土佐の酢みかん文化を伝える

文化を伝えるための活動が 新たな文化として継承されていく
寿司に、魚に、高知では昔から当たり前のように酢みかんが使われてきた。とはいえ、「庭に生えちゅうがをそのまま使いゆう」といった感じに、たまたまそこにあったものを使ってきたという話もあり、今日のようにそれぞれにきちんと名前がつけられ、数十種もの柑橘が「土佐の酢みかん」と認識されているということは、この高知特有の文化を残そうといろいろな動きがあったことが背景にある。その中のひとつが「土佐学協会」の存在。高知の「地元学」を研究する団体で、これまで高知の食文化に関するさまざまな活動を行ってきており、その中に土佐の酢みかん文化に特化した活動がある。酢みかんにまつわるチラシや冊子を作るなど、あらゆる方法で酢みかん文化を伝えようとする中で、2013年から始まったのが「土佐の酢みかん文化を楽しむ会」。最初は酢みかん6種類、参加者39人で、どちらかといえば内々で好きな酢みかんを囲むような小さな会だったが、回を重ねるごとに企業関係者や有名シェフが注目する会に成長。さらに昨年からは、酢みかんが欠かせない高知の郷土料理の一つ、土佐寿司も一緒に盛り上げていこうと「土佐の酢みかん&土佐寿司祭り」と名前も新たに開催。30種以上もの酢みかんが県内各地より集められ、さらにそれらを使った土佐寿司をはじめとする料理、ドリンクなどが用意され、集まった190名もの参加者を大いに楽しませた。この会の開催にも深く携わる「土佐学協会」の竹村理事長が語る。「柚子酢などを寿司酢として使う土佐寿司に、酢みかんは絶対に欠かせない存在です。しかしこれまで酢みかんと土佐寿司は別々の潮流となっていました。
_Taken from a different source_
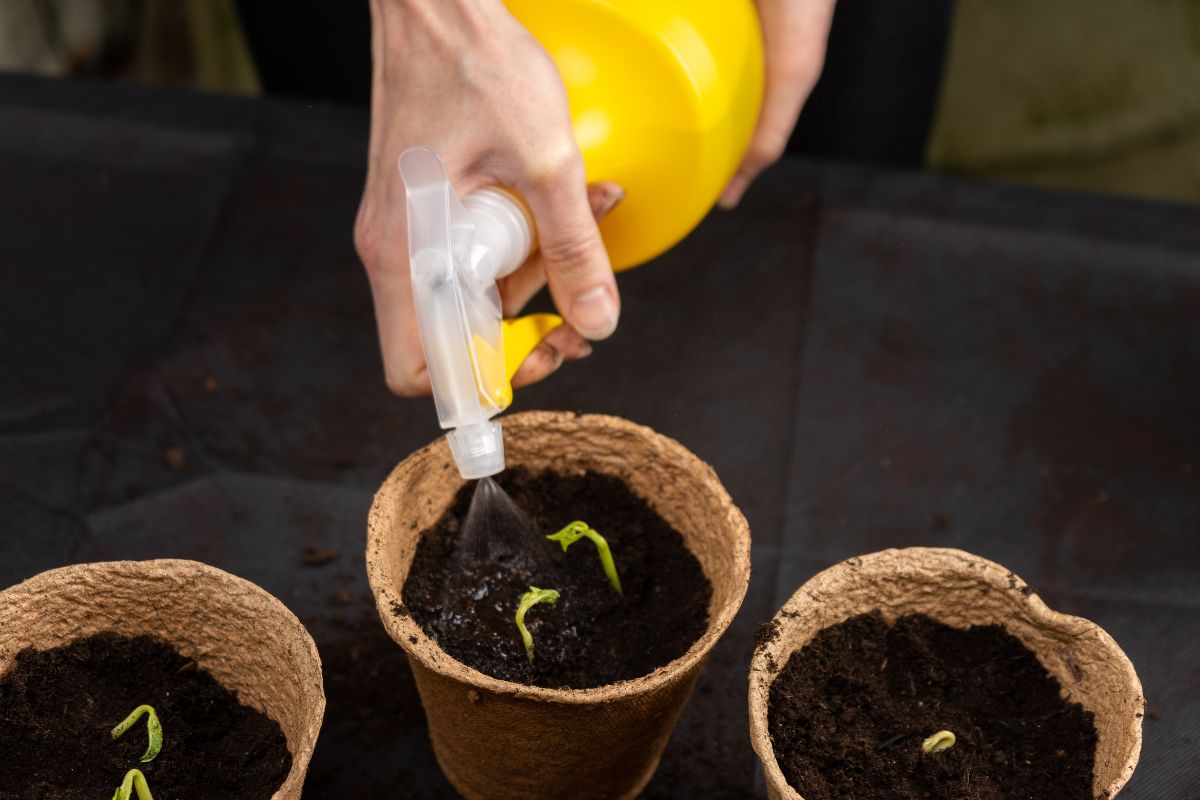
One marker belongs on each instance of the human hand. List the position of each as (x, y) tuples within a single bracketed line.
[(465, 78), (793, 35)]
これを一本化し、さらに大きな潮流とするためこの会を継続していくことはもちろん、酢みかん、土佐寿司、それぞれの文化も大切にしていきたいです」。文化を伝えるために続いていくさまざまな活動が、新たな文化として、多くの人を伝って根付いていこうとしている。
「土佐の酢みかん&土佐寿司祭り」では、毎年趣向を凝らしたドリンクや料理が登場。各生産者から提供される酢みかんの種類も年々増えており、参加者を楽しませている。